The other intriguing dock – the HD Multimedia dock – is used mainly to connect the ATRIX 4G to a larger screen HD monitor or television set. The HD Dock comes bundled with a Bluetooth keyboard, a mouse and a remote control. Both docks feature two USB ports, so anything from flash drives to keyboards and mice can be attached with no hassle.
And finally, the Regular Dock is just like the Multimedia one but without the cool accessories.
Docking the ATRIX 4G to any of the three docks automatically launches the Webtop application on the connected external screen. Behind that fancy name, it’s a Linux distribution, which packs some useful features. For example, you can send messages, call contacts, watch videos and even browse the web using a full version of the Firefox web browser.
The web browser on Android Froyo devices has always been a good one, we already know that. On the Motorola Atrix 4G is even packs Flash support for a closer-to-desktop experience.
The browser UI is minimalist, it’s how Google intended it, All you have on the screen, apart from the webpage is the address bar and bookmark icon. When you scroll down they disappear.
If you hit the menu key six new virtual buttons pop up. You can open a new tab, bookmarks, switch tabs, refresh the page, and go forward. The last button reveals even more options (text copying, find on page, etc.).
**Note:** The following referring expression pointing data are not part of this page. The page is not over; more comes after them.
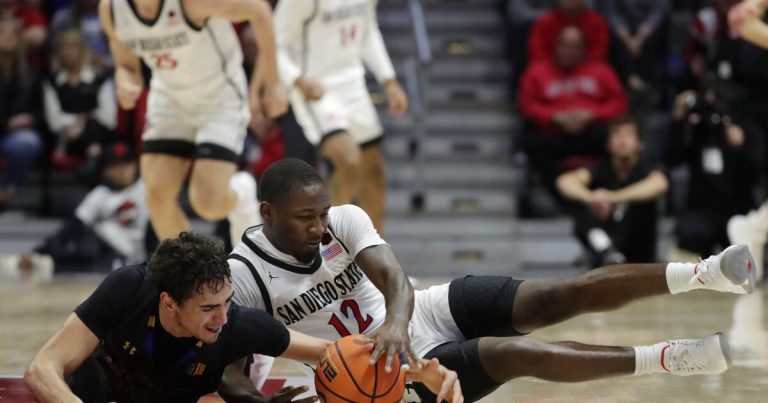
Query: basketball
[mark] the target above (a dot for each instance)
(345, 375)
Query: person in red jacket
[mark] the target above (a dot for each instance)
(543, 36)
(568, 100)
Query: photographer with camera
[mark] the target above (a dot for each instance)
(724, 153)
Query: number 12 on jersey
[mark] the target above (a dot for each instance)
(348, 34)
(350, 307)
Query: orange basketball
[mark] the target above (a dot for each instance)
(345, 375)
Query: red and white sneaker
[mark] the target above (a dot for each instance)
(246, 212)
(750, 230)
(732, 270)
(709, 355)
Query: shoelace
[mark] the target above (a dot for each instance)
(703, 276)
(687, 357)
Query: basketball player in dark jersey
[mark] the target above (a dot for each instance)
(326, 258)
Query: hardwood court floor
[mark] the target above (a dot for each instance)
(30, 314)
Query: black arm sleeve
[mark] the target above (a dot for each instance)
(108, 304)
(254, 331)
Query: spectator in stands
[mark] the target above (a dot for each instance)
(544, 34)
(80, 104)
(638, 28)
(724, 156)
(34, 27)
(568, 101)
(521, 15)
(20, 103)
(615, 216)
(83, 15)
(108, 227)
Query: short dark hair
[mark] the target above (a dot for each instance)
(190, 263)
(285, 175)
(614, 124)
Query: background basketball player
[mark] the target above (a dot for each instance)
(199, 101)
(324, 271)
(322, 47)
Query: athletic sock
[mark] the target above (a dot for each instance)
(648, 359)
(679, 277)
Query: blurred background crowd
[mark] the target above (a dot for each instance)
(629, 111)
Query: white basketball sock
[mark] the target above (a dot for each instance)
(648, 359)
(679, 276)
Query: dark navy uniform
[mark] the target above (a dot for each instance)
(138, 361)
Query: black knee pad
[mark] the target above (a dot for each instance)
(464, 358)
(482, 305)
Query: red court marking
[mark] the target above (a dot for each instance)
(13, 390)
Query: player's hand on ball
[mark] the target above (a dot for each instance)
(390, 338)
(311, 89)
(440, 380)
(275, 100)
(287, 394)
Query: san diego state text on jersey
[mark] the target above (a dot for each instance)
(320, 295)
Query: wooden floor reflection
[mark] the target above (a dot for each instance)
(29, 315)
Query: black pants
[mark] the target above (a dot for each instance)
(546, 152)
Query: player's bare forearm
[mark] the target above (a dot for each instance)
(61, 355)
(46, 382)
(381, 266)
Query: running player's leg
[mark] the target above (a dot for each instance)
(209, 191)
(373, 185)
(365, 127)
(163, 176)
(216, 189)
(344, 155)
(168, 146)
(325, 123)
(540, 303)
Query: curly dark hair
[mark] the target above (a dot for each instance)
(190, 263)
(282, 177)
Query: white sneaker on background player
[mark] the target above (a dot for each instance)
(246, 211)
(732, 270)
(751, 230)
(709, 355)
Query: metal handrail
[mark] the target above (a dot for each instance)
(417, 85)
(416, 11)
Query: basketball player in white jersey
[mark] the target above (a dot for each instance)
(322, 47)
(199, 100)
(325, 271)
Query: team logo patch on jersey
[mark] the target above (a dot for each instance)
(331, 252)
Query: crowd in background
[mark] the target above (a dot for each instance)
(581, 67)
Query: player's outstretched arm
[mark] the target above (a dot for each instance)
(381, 266)
(60, 356)
(305, 348)
(128, 79)
(440, 380)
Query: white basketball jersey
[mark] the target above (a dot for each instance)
(329, 298)
(188, 64)
(329, 40)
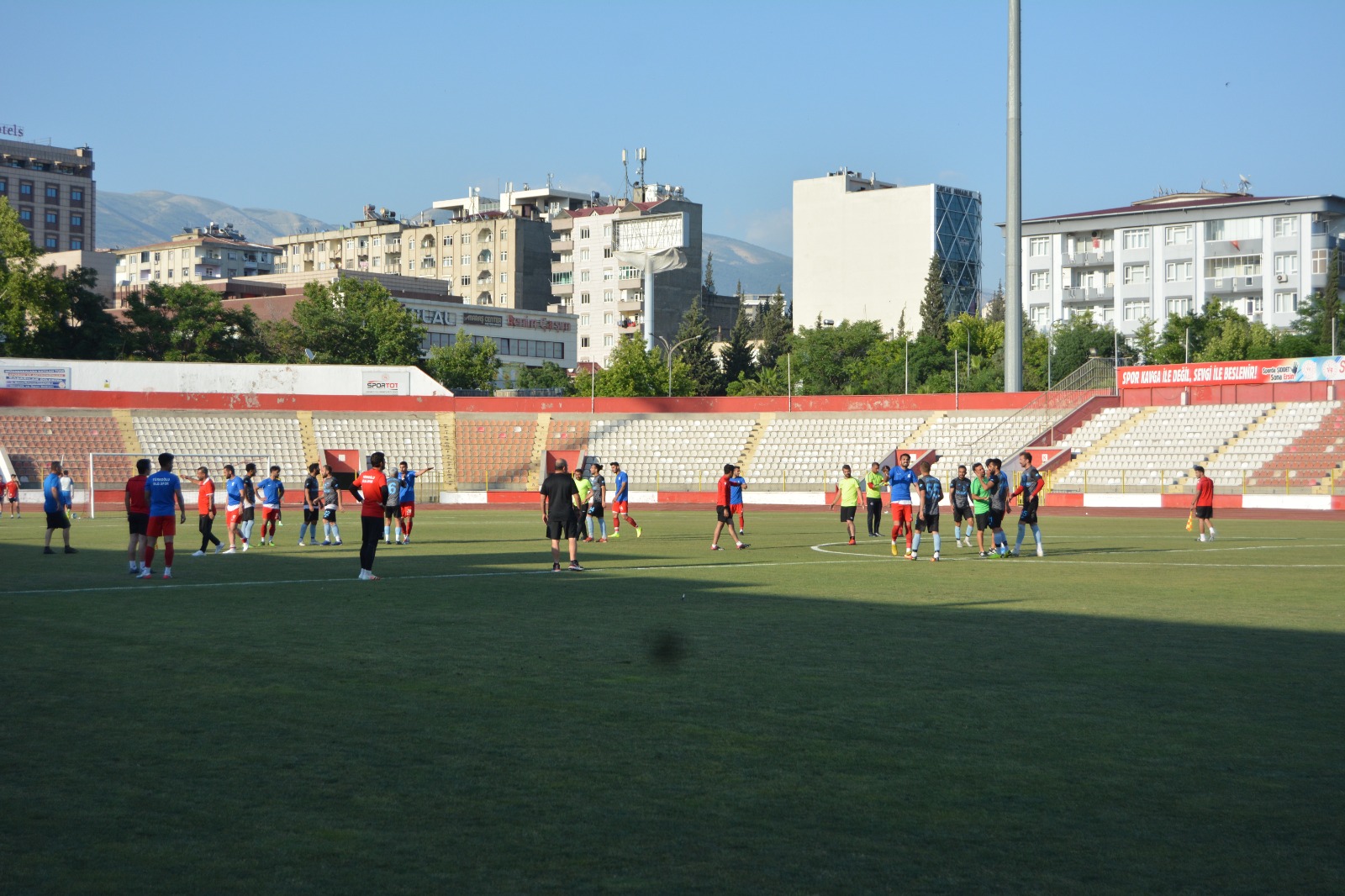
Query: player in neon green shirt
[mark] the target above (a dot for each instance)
(847, 493)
The Atrix 4G supports two zoom methods in the browser: double tap and the multi-touch pinch zooming. Both seem fluid and fast. Unfortunately, when you zoom in the text doesn’t reflow to fit the screen and you have to scroll sideways to read the text.
The Atrix 4G browser supports Flash and thanks to all that computing power inside you can even watch embedded 720p videos straight from within the web browser. Playing Flash games is great too.
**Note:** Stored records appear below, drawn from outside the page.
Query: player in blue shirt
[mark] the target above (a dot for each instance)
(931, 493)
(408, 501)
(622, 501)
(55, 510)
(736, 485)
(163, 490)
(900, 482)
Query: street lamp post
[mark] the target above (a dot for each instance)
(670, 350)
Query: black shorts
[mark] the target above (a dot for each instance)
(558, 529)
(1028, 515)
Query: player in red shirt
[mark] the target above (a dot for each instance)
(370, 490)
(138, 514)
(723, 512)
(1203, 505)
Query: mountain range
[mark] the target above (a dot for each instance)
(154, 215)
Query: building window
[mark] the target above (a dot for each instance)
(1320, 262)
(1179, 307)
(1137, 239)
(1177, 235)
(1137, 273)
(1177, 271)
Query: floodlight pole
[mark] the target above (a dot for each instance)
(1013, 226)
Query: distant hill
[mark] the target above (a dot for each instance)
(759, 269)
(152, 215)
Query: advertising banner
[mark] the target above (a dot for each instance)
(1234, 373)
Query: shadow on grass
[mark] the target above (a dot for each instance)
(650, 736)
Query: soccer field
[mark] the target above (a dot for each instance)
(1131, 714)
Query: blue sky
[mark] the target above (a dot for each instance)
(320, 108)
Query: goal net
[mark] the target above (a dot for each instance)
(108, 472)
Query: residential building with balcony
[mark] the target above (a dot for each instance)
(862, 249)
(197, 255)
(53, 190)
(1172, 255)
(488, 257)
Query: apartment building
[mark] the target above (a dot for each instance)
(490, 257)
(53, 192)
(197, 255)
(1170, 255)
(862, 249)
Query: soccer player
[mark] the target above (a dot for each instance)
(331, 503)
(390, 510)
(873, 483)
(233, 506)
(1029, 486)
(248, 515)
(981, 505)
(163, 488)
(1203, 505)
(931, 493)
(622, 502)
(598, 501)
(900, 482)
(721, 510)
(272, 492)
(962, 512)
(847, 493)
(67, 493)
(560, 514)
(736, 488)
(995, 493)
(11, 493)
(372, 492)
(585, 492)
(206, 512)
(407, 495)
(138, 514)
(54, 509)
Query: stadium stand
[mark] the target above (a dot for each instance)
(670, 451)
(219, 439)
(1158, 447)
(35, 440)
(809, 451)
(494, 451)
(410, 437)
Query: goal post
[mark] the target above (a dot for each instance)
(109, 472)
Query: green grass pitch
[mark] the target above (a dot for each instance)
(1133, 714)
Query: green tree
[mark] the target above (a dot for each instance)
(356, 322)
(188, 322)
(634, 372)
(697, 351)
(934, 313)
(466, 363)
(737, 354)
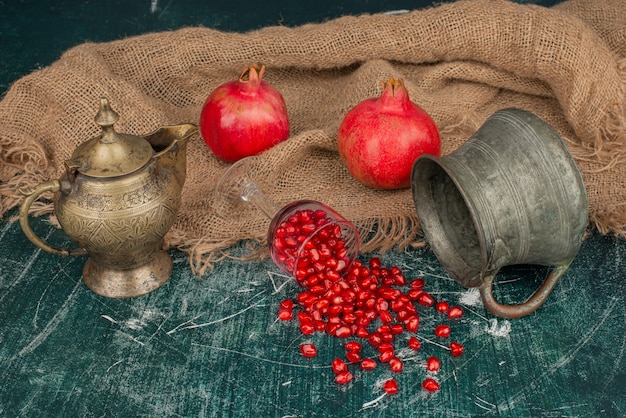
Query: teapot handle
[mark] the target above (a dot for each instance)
(33, 194)
(523, 309)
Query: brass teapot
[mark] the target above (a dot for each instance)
(117, 199)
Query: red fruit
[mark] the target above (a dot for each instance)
(368, 364)
(339, 366)
(426, 299)
(353, 356)
(430, 385)
(286, 304)
(380, 138)
(343, 332)
(396, 365)
(353, 346)
(244, 117)
(308, 350)
(386, 356)
(455, 312)
(414, 343)
(417, 284)
(412, 323)
(433, 364)
(442, 331)
(456, 349)
(390, 387)
(442, 307)
(344, 377)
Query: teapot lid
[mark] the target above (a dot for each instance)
(111, 154)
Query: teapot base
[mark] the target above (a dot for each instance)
(128, 283)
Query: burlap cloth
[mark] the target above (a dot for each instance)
(461, 62)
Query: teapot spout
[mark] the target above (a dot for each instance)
(170, 146)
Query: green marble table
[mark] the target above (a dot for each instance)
(212, 346)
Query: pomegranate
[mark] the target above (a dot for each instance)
(380, 138)
(244, 117)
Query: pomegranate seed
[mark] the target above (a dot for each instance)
(385, 356)
(412, 323)
(385, 317)
(353, 346)
(456, 349)
(382, 305)
(339, 366)
(374, 339)
(426, 299)
(286, 304)
(307, 328)
(375, 262)
(349, 318)
(397, 329)
(362, 333)
(353, 356)
(442, 307)
(343, 332)
(390, 387)
(433, 364)
(368, 364)
(414, 343)
(285, 314)
(344, 377)
(385, 346)
(417, 284)
(399, 279)
(430, 385)
(455, 312)
(396, 365)
(414, 294)
(442, 331)
(308, 350)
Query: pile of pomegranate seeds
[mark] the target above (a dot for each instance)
(324, 256)
(365, 301)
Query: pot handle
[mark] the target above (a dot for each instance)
(33, 194)
(523, 309)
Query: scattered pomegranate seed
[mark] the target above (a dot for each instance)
(286, 304)
(308, 350)
(339, 366)
(396, 365)
(426, 299)
(417, 284)
(430, 384)
(365, 301)
(456, 349)
(442, 331)
(412, 323)
(455, 312)
(368, 364)
(386, 356)
(390, 387)
(353, 356)
(343, 332)
(442, 307)
(414, 343)
(433, 364)
(353, 346)
(344, 377)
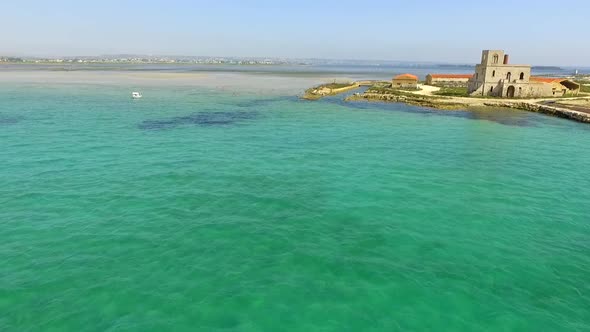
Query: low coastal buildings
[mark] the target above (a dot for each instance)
(448, 79)
(405, 81)
(496, 77)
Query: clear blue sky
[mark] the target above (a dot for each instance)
(539, 32)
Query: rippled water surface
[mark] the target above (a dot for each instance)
(213, 210)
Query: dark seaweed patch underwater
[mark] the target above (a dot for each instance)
(204, 119)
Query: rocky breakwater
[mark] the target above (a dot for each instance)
(330, 89)
(408, 98)
(544, 109)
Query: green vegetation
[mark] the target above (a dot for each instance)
(452, 92)
(585, 86)
(337, 85)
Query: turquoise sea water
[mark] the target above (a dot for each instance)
(195, 209)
The MOTOBLUR UI used over the Android 2.2 interface is great at combining social integration with the phone’s features.
We’ve already showed you the social implementation in the messaging app, the phonebook and gallery.
There’re also live widgets with social updates in mind, which you can directly place on your homescreen, to keep you up to date.
The first one is Social Networking. It can display status updates from all your social networks (or just the ones you pick) and it can be used to set your status on some or all social networks.
The Messaging app has support for both Facebook and Twitter. Its main job is sending messages between contacts more than posting general status updates.
The interface looks deceptively similar to the SMS messaging UI. It displays conversations in threaded view, with speech bubbles when viewing a single thread.
Then there’s the Social Status widget, which lets you post statuses directly from your homescreen to social networks you’ve selected. It’s a more dedicated status-setting app/widget that the Social Networking one.
The Status’ live folder is here – it’s small and space efficient, but when you tap it, it expands to fill the screen with the latest status updates from your preferred social networks.
Overall the social networks integration of the MOTOBLUR UI is strong and very useful if you’re into all that stuff. It can save you a lot of time and trouble if you’re constantly checking and updating your profile and preferred network.